What do you think about Francis Collins Picked To Head NIH? The NPR piece lays his credentials, faith, and embracing of the two out in the open. I wonder how many hits there will be to BioLogos (which the NPR article links to) over the course of the next several days? See BioLoguration for my earlier comments on the blog aspect of this amazing resource. And if you haven’t read Collins’ The Language of God: A Scientist Presents Evidence for Belief, it’s time to pick up a copy (or at least catch the NPR interview) so you can talk about it with your family, neighbors, and colleagues 😉
Tom enjoys daily conversations regarding living out the Biblical Story with his wife Theresa and their four girls, around the block, at Elizabethtown Brethren in Christ Church (where he teaches adult electives and co-leads a small group), among healthcare professionals as the Northeast Regional Director for the Christian Medical & Dental Associations (CMDA), and in higher ed as a volunteer with the Emerging Scholars Network (ESN). For a number of years, the Christian Medical Society / CMDA at Penn State College of Medicine was the hub of his ministry with CMDA. Note: Tom served with InterVarsity Christian Fellowship / USA for 20+ years, including 6+ years as the Associate Director of ESN. He has written for the ESN blog from its launch in August 2008. He has studied Biology (B.S.), Higher Education (M.A.), Spiritual Direction (Certificate), Spiritual Formation (M.A.R.), Ministry to Emerging Generations (D.Min.). To God be the glory!

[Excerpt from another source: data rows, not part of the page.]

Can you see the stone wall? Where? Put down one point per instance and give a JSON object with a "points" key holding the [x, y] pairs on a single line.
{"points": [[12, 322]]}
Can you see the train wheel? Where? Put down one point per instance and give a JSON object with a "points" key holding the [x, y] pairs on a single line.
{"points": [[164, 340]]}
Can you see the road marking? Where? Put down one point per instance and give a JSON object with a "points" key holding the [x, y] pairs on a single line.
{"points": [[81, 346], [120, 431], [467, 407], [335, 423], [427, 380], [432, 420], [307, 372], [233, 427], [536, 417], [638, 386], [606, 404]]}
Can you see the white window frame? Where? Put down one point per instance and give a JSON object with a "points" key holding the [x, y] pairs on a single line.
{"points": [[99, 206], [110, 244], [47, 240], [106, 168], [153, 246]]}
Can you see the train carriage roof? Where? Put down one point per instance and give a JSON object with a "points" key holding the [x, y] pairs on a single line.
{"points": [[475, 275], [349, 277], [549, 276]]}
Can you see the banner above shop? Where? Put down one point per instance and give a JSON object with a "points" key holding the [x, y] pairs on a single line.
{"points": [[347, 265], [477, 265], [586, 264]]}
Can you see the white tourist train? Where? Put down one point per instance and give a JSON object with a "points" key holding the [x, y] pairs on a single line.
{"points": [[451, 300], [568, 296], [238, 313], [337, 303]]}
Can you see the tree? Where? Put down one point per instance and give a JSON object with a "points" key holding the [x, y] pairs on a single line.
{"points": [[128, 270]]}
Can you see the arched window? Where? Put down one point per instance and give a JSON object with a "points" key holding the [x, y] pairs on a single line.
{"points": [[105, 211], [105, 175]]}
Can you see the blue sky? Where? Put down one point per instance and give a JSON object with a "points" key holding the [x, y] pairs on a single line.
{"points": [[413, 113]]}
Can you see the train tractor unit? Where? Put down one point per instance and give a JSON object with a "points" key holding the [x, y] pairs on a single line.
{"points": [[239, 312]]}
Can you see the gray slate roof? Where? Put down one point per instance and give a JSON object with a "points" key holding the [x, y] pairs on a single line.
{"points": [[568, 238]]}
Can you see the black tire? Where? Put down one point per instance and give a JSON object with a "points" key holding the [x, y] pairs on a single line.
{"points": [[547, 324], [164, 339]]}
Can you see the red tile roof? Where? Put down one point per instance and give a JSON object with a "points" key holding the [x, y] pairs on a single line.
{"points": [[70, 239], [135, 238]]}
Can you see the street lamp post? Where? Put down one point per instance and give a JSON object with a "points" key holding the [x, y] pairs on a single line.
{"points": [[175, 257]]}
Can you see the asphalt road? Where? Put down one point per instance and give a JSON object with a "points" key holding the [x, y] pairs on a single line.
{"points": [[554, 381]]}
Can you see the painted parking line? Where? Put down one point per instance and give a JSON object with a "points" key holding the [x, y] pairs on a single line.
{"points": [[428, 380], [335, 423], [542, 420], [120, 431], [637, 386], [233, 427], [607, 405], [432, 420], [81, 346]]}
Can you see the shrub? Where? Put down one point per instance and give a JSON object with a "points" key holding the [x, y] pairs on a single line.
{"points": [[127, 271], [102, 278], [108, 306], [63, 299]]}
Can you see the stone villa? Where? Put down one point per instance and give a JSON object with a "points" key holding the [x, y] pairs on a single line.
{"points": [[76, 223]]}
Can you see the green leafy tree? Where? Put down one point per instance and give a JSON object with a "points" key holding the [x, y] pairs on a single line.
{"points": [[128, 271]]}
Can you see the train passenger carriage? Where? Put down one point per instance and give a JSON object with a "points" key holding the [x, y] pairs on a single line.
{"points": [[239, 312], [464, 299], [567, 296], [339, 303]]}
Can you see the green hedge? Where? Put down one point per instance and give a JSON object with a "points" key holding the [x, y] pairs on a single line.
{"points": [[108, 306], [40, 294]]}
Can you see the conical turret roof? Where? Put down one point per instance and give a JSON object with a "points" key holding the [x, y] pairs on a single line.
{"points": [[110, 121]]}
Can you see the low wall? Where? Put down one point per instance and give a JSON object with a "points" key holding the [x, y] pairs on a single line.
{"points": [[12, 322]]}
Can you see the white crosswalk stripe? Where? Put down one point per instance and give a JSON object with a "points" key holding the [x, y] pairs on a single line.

This is great, great news!
You should also read an interview with Collins in the latest issue of Books and Culture. I don’t know if they’ve made it available online yet, but it’s a great read.
Collins is a good Christian man, but it is unfortunate that he has picked a fight with the ID movement. His book is widely panned as having two halves that contradict each other. The first half uses various scientific evidences to argue for the existence of God (the lack of an explanation for the fine tuning of the universe, the lack of an adequate evolutionary psychology to explain guilt and morality) and then in the second half he says that using scientific evidences is wrong-headed. It seems that in fact, evidences in nature brought him to belief, but afterwards, he fell into theistic evolutionist camps that convinced him not to argue that way.
FYI:
http://www.washingtonpost.com/wp-dyn/content/article/2009/07/14/AR2009071402890.html?nav=rss_opinion/columns
I’ve been waiting for “the culture war” advanced by “the new atheism.” Sam Harris’ NY Times Op-Ed “Science Is in the Details” (http://www.nytimes.com/2009/07/27/opinion/27harris.html, 7/26/2009) is a well written, must read piece in which he works to the conclusion:
“Francis Collins is an accomplished scientist and a man who is sincere in his beliefs. And that is precisely what makes me so uncomfortable about his nomination. Must we really entrust the future of biomedical research in the United States to a man who sincerely believes that a scientific understanding of human nature is impossible?”
Hmm. How would you respond to him?
So, if I understand Harris, he thinks that a latent purpose of the government (i.e. the NIH) is “understanding human well-being at the level of the brain” and then acting on the brain in order to bring about human well-being.
Is Harris advocating for Brave New World?